Переговоры длились недолго; и на следующее утро отряд мистера Вуда продолжал путь уже в количестве трех человек: кроме него самого и прапорщика Макшейна, на гнедой кобыле ехал теперь семилетний мальчуган; так, втроем, и подвигались они по Бристольской дороге.
* * *
Мы уже говорили об остром приступе материнских чувств, приключившемся вдруг с миссис Хэйс, и о том, что она твердо решила вернуть себе сына. Судьба, неизменно благосклонная к нашей удачливой героине, позаботилась о ней и на этот раз и прямехонько привела мальчика в ее объятия, избавив ее от расходов хотя бы на карету или верховую лошадь. Деревня, где жили Хэйсы, находилась невдалеке от дороги на Бристоль, куда теперь держали путь мистер Вуд и мистер Макшейн, следуя благородному побуждению, намек на которое был дан выше. Около полудня они поравнялись с домом судьи Балланса, того самого, что некогда едва не погубил прапорщика, и это послужило достаточным поводом, чтобы доблестный воин тотчас принялся в сотый раз подробно и со вкусом повествовать о своих злоключениях и о том, как миссис Хэйс-старшая вмешалась и выручила его.

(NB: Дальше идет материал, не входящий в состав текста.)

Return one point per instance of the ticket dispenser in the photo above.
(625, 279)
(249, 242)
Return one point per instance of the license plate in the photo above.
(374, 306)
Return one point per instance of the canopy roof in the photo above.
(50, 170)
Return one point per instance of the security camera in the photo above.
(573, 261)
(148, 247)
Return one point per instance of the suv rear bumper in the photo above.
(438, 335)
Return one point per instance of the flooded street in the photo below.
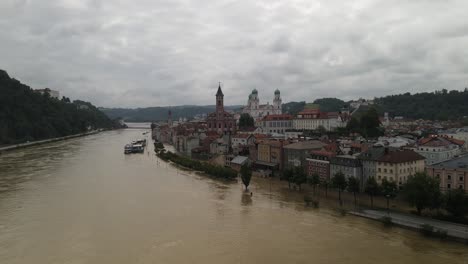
(84, 201)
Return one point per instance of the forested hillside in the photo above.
(26, 115)
(439, 105)
(330, 104)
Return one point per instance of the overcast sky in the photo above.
(131, 53)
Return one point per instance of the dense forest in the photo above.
(330, 104)
(27, 115)
(438, 105)
(293, 108)
(150, 114)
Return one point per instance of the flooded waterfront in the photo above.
(84, 201)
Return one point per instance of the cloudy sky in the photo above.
(128, 53)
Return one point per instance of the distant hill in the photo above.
(27, 115)
(293, 108)
(150, 114)
(330, 104)
(438, 105)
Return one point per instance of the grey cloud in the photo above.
(171, 52)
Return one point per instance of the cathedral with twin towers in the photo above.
(257, 110)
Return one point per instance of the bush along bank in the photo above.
(215, 171)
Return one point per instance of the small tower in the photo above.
(169, 118)
(277, 103)
(254, 99)
(219, 100)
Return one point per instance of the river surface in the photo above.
(84, 201)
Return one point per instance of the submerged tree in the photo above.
(314, 180)
(246, 175)
(246, 121)
(422, 191)
(353, 186)
(389, 190)
(299, 177)
(372, 189)
(456, 203)
(339, 182)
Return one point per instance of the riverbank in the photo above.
(427, 226)
(40, 142)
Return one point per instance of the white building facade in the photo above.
(257, 110)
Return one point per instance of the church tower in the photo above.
(277, 103)
(219, 100)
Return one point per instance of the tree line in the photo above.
(210, 169)
(420, 191)
(27, 115)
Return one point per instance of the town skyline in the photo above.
(151, 53)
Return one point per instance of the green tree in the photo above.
(372, 189)
(353, 186)
(422, 191)
(456, 203)
(246, 175)
(300, 176)
(246, 121)
(330, 104)
(288, 175)
(353, 125)
(325, 184)
(370, 123)
(314, 180)
(321, 130)
(389, 190)
(339, 182)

– А не заехать ли нам навестить старушку?
– предложил мистер Вуд.
– Мы теперь ничем не рискуем.
– И так как прапорщик, по обыкновению, согласился с ним, они тут же свернули на проселок и с наступлением сумерек достигли знакомой деревни. В трактире, где они расположились на отдых, Вуд навел нужные справки и узнал, что стариков уже нет в живых, а дом и мастерская принадлежат теперь Джону Хэйсу и его жене; попутно выяснились также кое-какие подробности семейной жизни последних. Над всеми этими сведениями мистер Вуд сосредоточенно размышлял некоторое время, и наконец выражение торжества и ликования осветило его черты.
– Знаешь что, Тим, - сказал он своему сподвижнику, - пожалуй, нам удастся выручить за мальчишку побольше пяти золотых.
– Само собой!
– подхватил Тимоти Макшейн, эсквайр, всегда готовый вторить всему, что бы ни сказал его "майорр".
– Само собой, дурак! А каким образом? Вот этого-то ты и не знаешь. Слушай же: Хэйс человек зажиточный, и...
– И мы его опять арестуем - ха-ха!
– загоготал Макшейн.
– Честь моя порукой, майорр, вы великий стрратег и полководец!